Democrats are proud to report some solid successes. We led the campaign to strengthen Idaho’s child-care laws, and after five years, we succeeded. We pushed legislation to make schools more energy efficient and a successful measure to recognize that working Idaho women deserve equal pay. Democrats also worked to maintain life-saving health care for adults living with cystic fibrosis and forced reversal of the ill-timed layoffs of state auditors who were chasing tax cheats. But we did not drive the Legislature’s agenda, and like most Idahoans, we believe it went on far too long, with far too little accomplished for Idaho.

It became clear during this marathon session that Idaho’s Republicans lack a coherent vision for Idaho's future and are ill-equipped to handle the demands of our global economy and our changing population. Despite holding most of the legislative seats and the Governor’s office, Republicans appeared to spend much of the 2009 session locked in power struggles, unable to govern effectively and meet Idaho’s citizens’ most basic needs.

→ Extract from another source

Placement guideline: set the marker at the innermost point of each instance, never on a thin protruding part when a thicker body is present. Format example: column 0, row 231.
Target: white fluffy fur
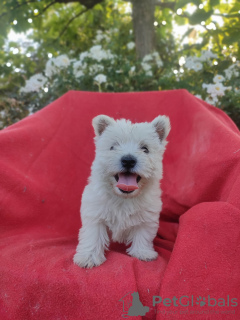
column 106, row 211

Idahoans deserve better. Democrats are unified behind a vision of a robust economy, pristine resources that value our farming and ranching traditions, excellent schools, efficient state services and a fair deal for all of our citizens. Democrats will continue to work for Idaho’s future, putting the public good first as we were elected to do.

John Rusche of Lewiston and Kate Kelly of Boise serve as minority leaders in the Idaho House and Senate, respectively.